Das Schloss ist eine beeindruckende Anlage, die noch immer teilweise von einem, allerdings trocken gelegten Wassergraben umgeben ist. Es ist im wesentlichen ein Renaissancebau, doch finden sich auch Bauteile von der Romanik bis zum Frühbarock. Auf einer um zwei Höfe verbauten Fläche von 4000 m² befinden sich ca. 120 Räume, 7 Türme und 6 Eingangstore. Das Schloss ist kunsthistorisch interessant, da es seit 1704 nicht mehr verändert wurde und noch seinen Renaissancecharakter deutlich zeigt. Auch die Nebenanlagen, wie Zier- und Nutzgarten, Stallungen, Meierhöfe und Mühlen sind noch weitgehend vorhanden, wenn sie auch anders genutzt sind. Ältester Teil der Wasserburg ist die ehemalige Fluchtburg. In den fast quadratischen heutigen Gartenhof flüchtete in Notzeiten die Bevölkerung des gesamten Herrschaftsbereiches. Dieser äußere Hof war von Süden her über eine Brücke zugänglich. Die zum Teil bis zu vier Meter starken Umfassungsmauern mit vier schweren Rundtürmen an den Ecken sind fast zur Gänze erhalten. Die Kegeldächer der Türme sind rekonstruiert. In diesem Hof befindet sich eine freistehende gotische Kapelle mit reichen Stuckverzierungen aus dem 17. Jh,. Ihr Stabgotik-Eingangstor wurde bei der letzten Restaurierung freigelegt. Der kleine zweijochige Bau enthält eine Renaissance-Kanzel und ein Gestühl aus der gleichen Periode. 1979 wurden in der Schlosskapelle bemerkenswerte Fresken aus dem 14. Jh. entdeckt. Verschwunden ist der hohe Turm, den die Stiche des Esterházyschen Kupferstechers Matthias Greischer aus dem Jahr 1660 zeigen. Er dürfte den Türkensturm von 1683 nicht überstanden haben. Bei Grabarbeiten konnten seine Sockelmauern im Hof gefunden werden. Der Gartenhof ist mit dem inneren Schlosshof durch ein Tor verbunden.

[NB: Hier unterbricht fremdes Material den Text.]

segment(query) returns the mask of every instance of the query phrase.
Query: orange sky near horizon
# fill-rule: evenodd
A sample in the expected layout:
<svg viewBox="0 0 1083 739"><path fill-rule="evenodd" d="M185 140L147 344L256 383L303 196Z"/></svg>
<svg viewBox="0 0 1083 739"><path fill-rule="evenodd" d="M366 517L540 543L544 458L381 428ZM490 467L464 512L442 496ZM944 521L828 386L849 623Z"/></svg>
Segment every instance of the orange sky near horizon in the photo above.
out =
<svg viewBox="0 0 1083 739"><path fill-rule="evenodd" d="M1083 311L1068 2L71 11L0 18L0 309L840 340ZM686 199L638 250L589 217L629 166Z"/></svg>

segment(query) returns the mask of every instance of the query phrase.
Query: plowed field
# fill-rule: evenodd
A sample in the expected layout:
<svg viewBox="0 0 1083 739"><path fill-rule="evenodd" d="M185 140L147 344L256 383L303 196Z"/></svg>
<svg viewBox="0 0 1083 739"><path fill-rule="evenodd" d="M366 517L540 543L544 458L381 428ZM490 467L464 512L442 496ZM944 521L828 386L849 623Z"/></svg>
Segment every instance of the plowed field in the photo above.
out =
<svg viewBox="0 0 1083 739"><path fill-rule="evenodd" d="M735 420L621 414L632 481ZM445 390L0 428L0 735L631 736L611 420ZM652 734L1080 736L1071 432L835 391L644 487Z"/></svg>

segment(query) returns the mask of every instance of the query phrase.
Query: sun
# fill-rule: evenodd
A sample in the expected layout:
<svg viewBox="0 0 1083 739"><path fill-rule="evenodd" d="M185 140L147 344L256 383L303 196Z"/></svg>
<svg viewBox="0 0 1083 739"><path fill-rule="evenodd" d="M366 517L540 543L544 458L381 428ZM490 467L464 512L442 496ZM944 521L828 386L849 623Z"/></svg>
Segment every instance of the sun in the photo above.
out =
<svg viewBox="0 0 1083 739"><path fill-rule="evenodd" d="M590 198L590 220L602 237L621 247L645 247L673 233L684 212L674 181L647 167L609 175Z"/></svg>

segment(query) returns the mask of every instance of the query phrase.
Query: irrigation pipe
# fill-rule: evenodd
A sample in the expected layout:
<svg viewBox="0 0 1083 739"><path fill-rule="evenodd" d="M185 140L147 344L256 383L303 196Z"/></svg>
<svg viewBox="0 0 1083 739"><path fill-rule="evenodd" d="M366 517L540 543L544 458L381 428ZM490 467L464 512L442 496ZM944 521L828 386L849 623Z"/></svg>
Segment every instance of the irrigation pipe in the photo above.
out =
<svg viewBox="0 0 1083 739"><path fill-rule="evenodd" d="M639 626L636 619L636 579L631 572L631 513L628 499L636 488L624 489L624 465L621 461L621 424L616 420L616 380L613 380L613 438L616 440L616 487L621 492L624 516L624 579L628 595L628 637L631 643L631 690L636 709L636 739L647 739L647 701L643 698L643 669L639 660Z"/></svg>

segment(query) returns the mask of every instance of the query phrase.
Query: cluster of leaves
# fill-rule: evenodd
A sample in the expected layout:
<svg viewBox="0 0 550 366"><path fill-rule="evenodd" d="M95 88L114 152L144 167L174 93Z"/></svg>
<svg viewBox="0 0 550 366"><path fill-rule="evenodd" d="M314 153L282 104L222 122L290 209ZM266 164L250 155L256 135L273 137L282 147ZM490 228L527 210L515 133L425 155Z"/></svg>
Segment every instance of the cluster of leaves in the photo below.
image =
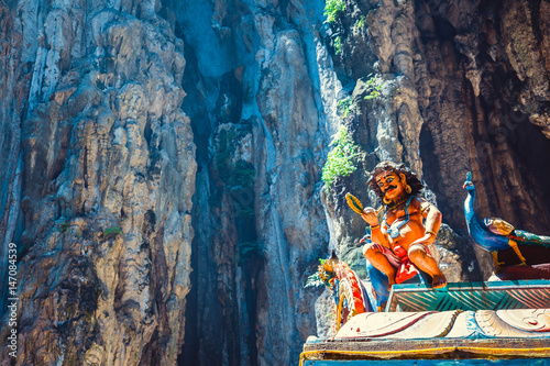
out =
<svg viewBox="0 0 550 366"><path fill-rule="evenodd" d="M327 16L327 22L333 23L337 20L339 11L345 10L344 0L327 0L324 2L323 15Z"/></svg>
<svg viewBox="0 0 550 366"><path fill-rule="evenodd" d="M369 76L372 76L372 74L369 74ZM366 100L374 99L380 96L380 91L382 90L382 85L376 82L376 78L373 76L366 81L366 85L369 88L366 91L370 93L364 98Z"/></svg>
<svg viewBox="0 0 550 366"><path fill-rule="evenodd" d="M337 177L348 177L358 168L352 159L356 156L358 146L348 134L345 127L341 127L334 134L332 142L332 151L327 156L327 163L322 167L322 181L324 187L329 190Z"/></svg>
<svg viewBox="0 0 550 366"><path fill-rule="evenodd" d="M353 99L351 97L345 97L340 99L337 103L338 111L342 113L343 118L346 118L353 107Z"/></svg>
<svg viewBox="0 0 550 366"><path fill-rule="evenodd" d="M342 53L342 36L340 35L334 38L334 52L337 55Z"/></svg>
<svg viewBox="0 0 550 366"><path fill-rule="evenodd" d="M114 239L114 237L119 236L120 234L122 234L122 229L120 229L118 226L113 226L113 228L103 230L103 239L105 240Z"/></svg>
<svg viewBox="0 0 550 366"><path fill-rule="evenodd" d="M229 167L230 177L228 180L229 189L246 189L254 185L256 169L254 166L244 160L237 162L234 167Z"/></svg>

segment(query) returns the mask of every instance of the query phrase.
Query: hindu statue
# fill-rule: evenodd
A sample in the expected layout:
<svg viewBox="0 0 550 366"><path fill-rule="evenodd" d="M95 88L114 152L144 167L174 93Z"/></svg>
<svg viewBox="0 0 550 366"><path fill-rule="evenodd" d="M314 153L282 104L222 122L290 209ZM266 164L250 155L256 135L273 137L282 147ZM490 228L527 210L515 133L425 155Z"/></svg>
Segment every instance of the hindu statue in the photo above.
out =
<svg viewBox="0 0 550 366"><path fill-rule="evenodd" d="M447 279L436 262L433 245L441 212L419 196L422 182L405 165L383 162L367 184L383 202L378 210L365 208L360 212L370 225L363 254L376 292L385 297L393 285L419 275L419 270L431 277L432 288L444 287ZM378 221L381 211L384 215Z"/></svg>

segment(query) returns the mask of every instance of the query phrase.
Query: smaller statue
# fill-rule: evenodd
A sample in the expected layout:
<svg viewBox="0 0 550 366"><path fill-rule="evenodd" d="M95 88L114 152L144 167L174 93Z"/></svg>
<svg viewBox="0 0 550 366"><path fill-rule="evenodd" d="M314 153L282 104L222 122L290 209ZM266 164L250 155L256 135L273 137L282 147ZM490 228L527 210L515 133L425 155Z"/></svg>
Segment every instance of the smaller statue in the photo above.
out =
<svg viewBox="0 0 550 366"><path fill-rule="evenodd" d="M527 231L517 230L512 224L498 218L485 218L483 221L477 219L474 211L475 186L472 182L472 173L466 174L466 181L463 188L468 196L464 200L464 215L466 218L468 232L472 235L474 242L484 249L493 254L495 267L498 270L501 263L497 260L497 251L512 247L517 254L521 265L526 265L526 259L521 255L517 243L525 245L540 245L550 247L550 237L536 235Z"/></svg>
<svg viewBox="0 0 550 366"><path fill-rule="evenodd" d="M447 286L447 278L433 257L433 244L441 225L441 212L418 195L424 185L405 165L392 162L378 164L371 173L369 186L383 201L378 210L362 209L361 202L349 196L350 207L358 211L371 226L372 243L364 246L363 254L370 264L387 277L387 288L404 282L421 271L432 279L432 288ZM377 214L384 210L384 219ZM367 269L369 266L367 266ZM382 276L371 276L373 287L380 288ZM376 291L377 296L380 291ZM383 301L377 299L381 306Z"/></svg>
<svg viewBox="0 0 550 366"><path fill-rule="evenodd" d="M370 303L361 279L333 251L330 259L324 260L318 269L320 279L330 288L334 300L332 331L337 334L352 317L371 311Z"/></svg>

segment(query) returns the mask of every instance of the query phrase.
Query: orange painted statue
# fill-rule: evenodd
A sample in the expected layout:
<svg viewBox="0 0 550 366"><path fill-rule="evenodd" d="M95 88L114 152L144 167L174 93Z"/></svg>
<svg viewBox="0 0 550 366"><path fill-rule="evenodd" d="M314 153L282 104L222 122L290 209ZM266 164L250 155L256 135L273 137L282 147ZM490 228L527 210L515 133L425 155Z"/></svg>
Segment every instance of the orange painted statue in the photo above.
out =
<svg viewBox="0 0 550 366"><path fill-rule="evenodd" d="M432 278L432 287L447 285L431 245L441 225L441 212L418 195L424 185L405 165L378 164L369 186L383 201L383 208L365 208L361 217L371 225L371 241L363 254L372 266L387 276L388 289L422 270ZM377 213L384 209L384 218Z"/></svg>

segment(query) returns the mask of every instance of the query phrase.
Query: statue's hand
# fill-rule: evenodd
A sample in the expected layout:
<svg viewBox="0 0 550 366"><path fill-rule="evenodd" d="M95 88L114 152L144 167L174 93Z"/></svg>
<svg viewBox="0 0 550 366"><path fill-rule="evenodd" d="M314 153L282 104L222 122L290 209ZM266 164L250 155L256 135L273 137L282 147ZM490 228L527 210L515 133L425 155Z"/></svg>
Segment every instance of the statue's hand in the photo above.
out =
<svg viewBox="0 0 550 366"><path fill-rule="evenodd" d="M372 207L367 207L366 209L363 210L361 213L361 217L363 220L366 221L371 226L376 226L378 225L378 218L376 215L376 210L373 209Z"/></svg>

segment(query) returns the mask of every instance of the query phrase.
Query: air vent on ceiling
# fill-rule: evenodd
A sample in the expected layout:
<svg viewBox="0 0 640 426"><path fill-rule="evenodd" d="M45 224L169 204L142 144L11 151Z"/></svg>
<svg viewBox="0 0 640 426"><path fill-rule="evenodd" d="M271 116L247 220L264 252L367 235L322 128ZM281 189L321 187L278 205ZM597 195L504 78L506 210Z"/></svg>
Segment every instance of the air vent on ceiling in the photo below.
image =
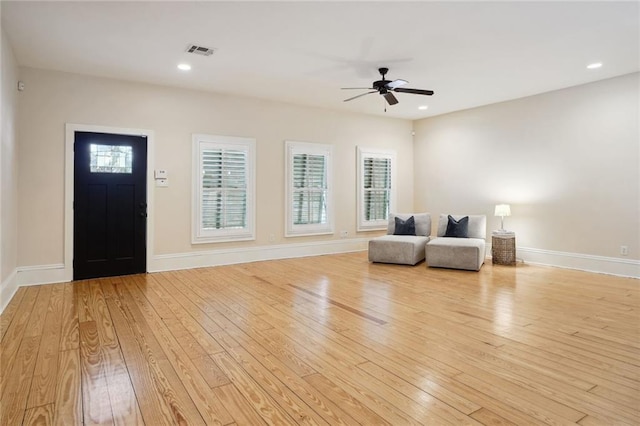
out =
<svg viewBox="0 0 640 426"><path fill-rule="evenodd" d="M215 52L215 50L211 49L209 47L197 46L195 44L190 44L189 46L187 46L187 52L188 53L194 53L196 55L211 56L211 55L213 55L213 52Z"/></svg>

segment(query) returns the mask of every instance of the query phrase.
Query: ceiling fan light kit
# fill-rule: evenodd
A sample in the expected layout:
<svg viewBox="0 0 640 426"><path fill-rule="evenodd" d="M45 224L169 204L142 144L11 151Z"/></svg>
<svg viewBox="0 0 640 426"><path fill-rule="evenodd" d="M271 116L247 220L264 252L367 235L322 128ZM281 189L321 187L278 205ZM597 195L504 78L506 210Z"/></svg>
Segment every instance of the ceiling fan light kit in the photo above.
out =
<svg viewBox="0 0 640 426"><path fill-rule="evenodd" d="M406 80L387 80L385 76L389 72L389 68L378 68L378 72L382 76L382 79L374 81L371 84L371 87L343 87L342 90L369 90L369 92L361 93L359 95L345 99L344 102L352 101L354 99L376 92L382 95L389 105L395 105L398 103L398 99L395 97L393 92L410 93L412 95L433 95L433 90L409 89L406 87L402 87L408 83L408 81Z"/></svg>

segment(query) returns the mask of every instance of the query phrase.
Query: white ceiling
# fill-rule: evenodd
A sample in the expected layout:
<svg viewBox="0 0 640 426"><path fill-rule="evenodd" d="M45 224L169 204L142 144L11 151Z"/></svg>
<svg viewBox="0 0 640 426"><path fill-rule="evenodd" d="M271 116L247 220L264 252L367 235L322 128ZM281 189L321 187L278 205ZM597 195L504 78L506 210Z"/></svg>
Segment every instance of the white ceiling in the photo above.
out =
<svg viewBox="0 0 640 426"><path fill-rule="evenodd" d="M2 0L20 65L417 119L640 70L640 3ZM185 53L213 47L210 57ZM598 70L586 65L602 62ZM190 72L179 71L189 62ZM364 91L388 79L432 97ZM428 105L426 111L418 106Z"/></svg>

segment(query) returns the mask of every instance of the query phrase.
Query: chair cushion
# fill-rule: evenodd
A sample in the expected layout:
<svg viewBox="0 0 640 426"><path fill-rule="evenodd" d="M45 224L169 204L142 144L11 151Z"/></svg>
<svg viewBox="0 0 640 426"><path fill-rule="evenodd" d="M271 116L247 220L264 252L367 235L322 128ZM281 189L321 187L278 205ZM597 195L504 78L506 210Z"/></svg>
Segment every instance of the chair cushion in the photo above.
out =
<svg viewBox="0 0 640 426"><path fill-rule="evenodd" d="M439 237L427 243L425 258L430 267L478 271L485 250L485 241L480 238Z"/></svg>
<svg viewBox="0 0 640 426"><path fill-rule="evenodd" d="M429 237L383 235L369 241L369 261L415 265L424 259Z"/></svg>

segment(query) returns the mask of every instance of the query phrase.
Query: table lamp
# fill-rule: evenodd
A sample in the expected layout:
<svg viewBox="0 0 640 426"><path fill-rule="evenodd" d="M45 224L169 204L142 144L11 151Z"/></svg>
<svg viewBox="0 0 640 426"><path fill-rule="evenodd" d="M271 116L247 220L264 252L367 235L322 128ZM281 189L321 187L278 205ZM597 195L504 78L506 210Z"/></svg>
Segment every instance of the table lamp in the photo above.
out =
<svg viewBox="0 0 640 426"><path fill-rule="evenodd" d="M511 216L511 206L509 204L497 204L494 215L500 216L500 232L506 232L504 229L504 217Z"/></svg>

Der Hauptzugang zum Schloss führt jedoch von Norden her über eine ehemalige Zugbrücke zum ersten Tor, das mit 1656 datiert ist. Über dem rustizierten Portal ist in einer Nische des Sprenggiebels eine Madonnenstatue angebracht. Durch eine Barbakane und über eine gemauerte Brücke gelangt man zum zweiten Tor, das mit einem Fallgitter gesichert war. Über beiden Toren wurden 1704 Esterházy-Wappen angebracht. Nun ist der rechteckige innere Schlosshof erreicht. An seinem Westtrakt wurde 1654 eine zweigeschossige Arkadenfront vorgebaut. Auch im Südtrakt sind Arkaden vorhanden. Der nach außen halbkreisförmig vortretende Nordtrakt zeigt schöne Spätrenaissancefenster. Der sechseckige Renaissancebrunnen im Innenhof trägt das Wappen der Familie Kéry und die Jahreszahl 1656. Die Bauten, die den Innenhof umgeben, entstanden unter der Herrschaft der Weisspriach. Zur besseren Verteidigung wurden sie nach Westen durch drei in den Graben vorspringende Rundtürme gesichert. Im Südosten dieses Wohnschlosses wurde zur selben Zeit ein Granarium errichtet, das ursprünglich durch einen schmalen Zwinger vom Hauptbau getrennt war und später zu einem über zwei Geschosse reichenden Festsaal umgebaut wurde. Allerdings wurde dieser bald durch Decken und Wände in mehrere Säle unterteilt. Die Innenräume des Schlosses sind über zwei diagonal angeordnete Stiegenhäuser erreichbar. Süd- und Westtrakt sind mit großen Hallen unterkellert. Sie dienten als Vorratsräume und Stallungen. Die Gewölbe weisen Spannweiten bis zu zehn Meter auf. Die Erdgeschoßräume wurden für verschiedene Zwecke genutzt. Die großen Säle des ersten Stocks weisen prächtige Renaissance-Fenster auf. Der Rittersaal sowie drei Turmräume zeigen schöne Stuckdecken und Malereien. Die Fresken im großen Saal stammen von 1660. Sie zeigen Szenen aus dem Trojanischen Krieg. Das kleine Oktogon ist mit Passionsbildern in Stuckkartuschen geschmückt. Im nördlichen Eingangstrakt ist ein alter Turmbau mit Malereiresten erkennbar, der später in die Front einbezogen wurde. Auch im Südteil steckt ein mittelalterlicher halbkreisförmiger Turm aus Bruchsteinmauerwerk. Im Westtrakt erkennt man gotische Fenster. Die schmiedeeisernen Fensterkörbe wurden erst 1960 abmontiert und in der Burg Forchtenstein eingebaut. Auch das noch vorhandene Mobiliar wurde dorthin gebracht.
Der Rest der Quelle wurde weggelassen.